Licensed Customs agents have blamed the forex crisis in the country for the 2.39 per cent drop in container throughput in the first quarter of 2024.
A document exclusively obtained by The PUNCH from the Nigerian Ports Authority showed a 2.39 per cent drop in container throughput for twenty-foot equipment units in the first quarter of 2024.
According to the NPA, the total container throughput for Q1 2024 was 396,083, down from 405,811 in the same period last year.
The NPA also noted that export containers for Q1 2023 totalled 150,926, while 254,884 laden containers were received in the country during the same period.
In Q1 2024, there were 112,801 empty containers recorded, and 283,281 loaded containers were processed.

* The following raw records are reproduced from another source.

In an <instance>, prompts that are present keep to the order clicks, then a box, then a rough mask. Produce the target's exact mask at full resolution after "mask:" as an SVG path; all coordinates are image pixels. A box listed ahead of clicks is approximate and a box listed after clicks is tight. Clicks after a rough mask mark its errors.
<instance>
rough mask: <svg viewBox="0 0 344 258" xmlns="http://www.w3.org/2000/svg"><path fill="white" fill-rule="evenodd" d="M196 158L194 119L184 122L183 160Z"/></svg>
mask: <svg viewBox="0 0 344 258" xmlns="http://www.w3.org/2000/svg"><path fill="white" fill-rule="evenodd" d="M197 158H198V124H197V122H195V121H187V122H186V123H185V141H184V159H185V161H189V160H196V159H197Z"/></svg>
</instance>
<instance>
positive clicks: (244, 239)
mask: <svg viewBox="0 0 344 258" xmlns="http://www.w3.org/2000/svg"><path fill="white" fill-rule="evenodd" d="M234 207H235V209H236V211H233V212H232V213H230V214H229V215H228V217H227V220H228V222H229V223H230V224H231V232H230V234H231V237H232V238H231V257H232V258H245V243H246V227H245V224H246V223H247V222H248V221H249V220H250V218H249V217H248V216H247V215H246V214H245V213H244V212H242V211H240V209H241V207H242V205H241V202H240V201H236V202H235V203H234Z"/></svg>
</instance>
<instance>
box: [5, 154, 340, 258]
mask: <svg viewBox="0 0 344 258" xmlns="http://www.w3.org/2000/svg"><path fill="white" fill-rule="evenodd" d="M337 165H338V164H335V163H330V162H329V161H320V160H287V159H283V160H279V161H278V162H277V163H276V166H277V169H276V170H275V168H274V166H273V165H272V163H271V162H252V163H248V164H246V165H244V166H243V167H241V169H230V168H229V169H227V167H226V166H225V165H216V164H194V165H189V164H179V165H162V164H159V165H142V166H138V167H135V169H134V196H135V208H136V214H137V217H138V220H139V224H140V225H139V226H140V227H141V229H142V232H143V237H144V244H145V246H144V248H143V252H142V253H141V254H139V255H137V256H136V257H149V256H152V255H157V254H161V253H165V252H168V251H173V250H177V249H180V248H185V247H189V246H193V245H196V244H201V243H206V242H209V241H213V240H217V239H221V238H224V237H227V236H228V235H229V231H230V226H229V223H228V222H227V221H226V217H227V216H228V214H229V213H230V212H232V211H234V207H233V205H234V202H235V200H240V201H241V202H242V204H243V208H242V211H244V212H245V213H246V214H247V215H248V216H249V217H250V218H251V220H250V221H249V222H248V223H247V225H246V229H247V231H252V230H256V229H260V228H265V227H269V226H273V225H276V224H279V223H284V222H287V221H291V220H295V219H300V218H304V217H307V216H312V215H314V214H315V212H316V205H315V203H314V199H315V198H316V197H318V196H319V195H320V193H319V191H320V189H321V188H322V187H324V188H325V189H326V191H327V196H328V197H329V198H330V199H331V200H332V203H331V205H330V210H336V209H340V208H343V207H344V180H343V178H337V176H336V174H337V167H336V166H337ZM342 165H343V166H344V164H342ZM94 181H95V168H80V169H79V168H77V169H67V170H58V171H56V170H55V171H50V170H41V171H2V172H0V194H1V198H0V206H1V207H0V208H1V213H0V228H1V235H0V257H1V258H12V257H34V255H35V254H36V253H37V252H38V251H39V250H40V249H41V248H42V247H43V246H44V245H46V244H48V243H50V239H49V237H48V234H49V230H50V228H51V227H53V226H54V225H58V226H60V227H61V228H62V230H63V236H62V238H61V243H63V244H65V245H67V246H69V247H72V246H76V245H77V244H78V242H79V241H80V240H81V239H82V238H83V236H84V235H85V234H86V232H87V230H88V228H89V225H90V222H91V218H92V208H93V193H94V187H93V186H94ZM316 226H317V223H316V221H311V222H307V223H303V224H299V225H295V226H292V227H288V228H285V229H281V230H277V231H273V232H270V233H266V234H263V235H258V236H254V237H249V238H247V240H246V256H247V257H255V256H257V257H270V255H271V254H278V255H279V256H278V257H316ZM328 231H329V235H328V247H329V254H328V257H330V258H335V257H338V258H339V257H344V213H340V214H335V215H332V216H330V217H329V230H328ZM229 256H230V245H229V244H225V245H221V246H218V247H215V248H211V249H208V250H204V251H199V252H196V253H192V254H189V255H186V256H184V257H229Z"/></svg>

Despite the drop in container throughput, The PUNCH observed that cargo throughput in the period under review was higher compared to the same period in 2023.
“In 2024, we recorded 20,105,390 as cargo throughput, while in 2023, we recorded 17,476,212,” the NPA reported.
Reacting to that, the Importers Association of Nigeria blamed the forex crisis for the drop in container throughput, adding that the country was losing over $500m annually due to inconsistent exchange rates.
The National Coordinator of Customs, Shipping, and Terminal Operations of the association, Dr Basil Nwaolisa, lamented in a recent interview with The PUNCH that the cost of clearing consignments at the port had increased by 300 per cent in one year.
“The country is losing more than $500m annually. A year ago, clearing a cargo might cost N5m, but now the same consignment costs N20m or more. This is a big problem. If an importer’s worth is about N15m, can they import a container now? Demurrage is a significant issue at N60,000 per container per month,” Nwaolisa said.
He emphasized that the forex issues were a major burden on importers, with 60 per cent of their members ceasing importation.
The National President of the National Council of Managing Directors of Licensed Customs Agents, Mr Lucky Amiwero, also noted that markets were nearly empty as importation had decreased.
“The forex issue has affected buyers. When you go to the market now, you will find many items that are no longer available. Importers have stopped importing due to the fluctuating naira.
“Many people do not have the funds to purchase foreign exchange because the price is high and the market is unstable. Most potential importers are waiting to see if the situation improves.
“Previously, $500,000 could secure several containers, but that amount no longer holds the same value. Many people have left the industry for menial jobs due to the inconsistent exchange rate,” Amiwero added.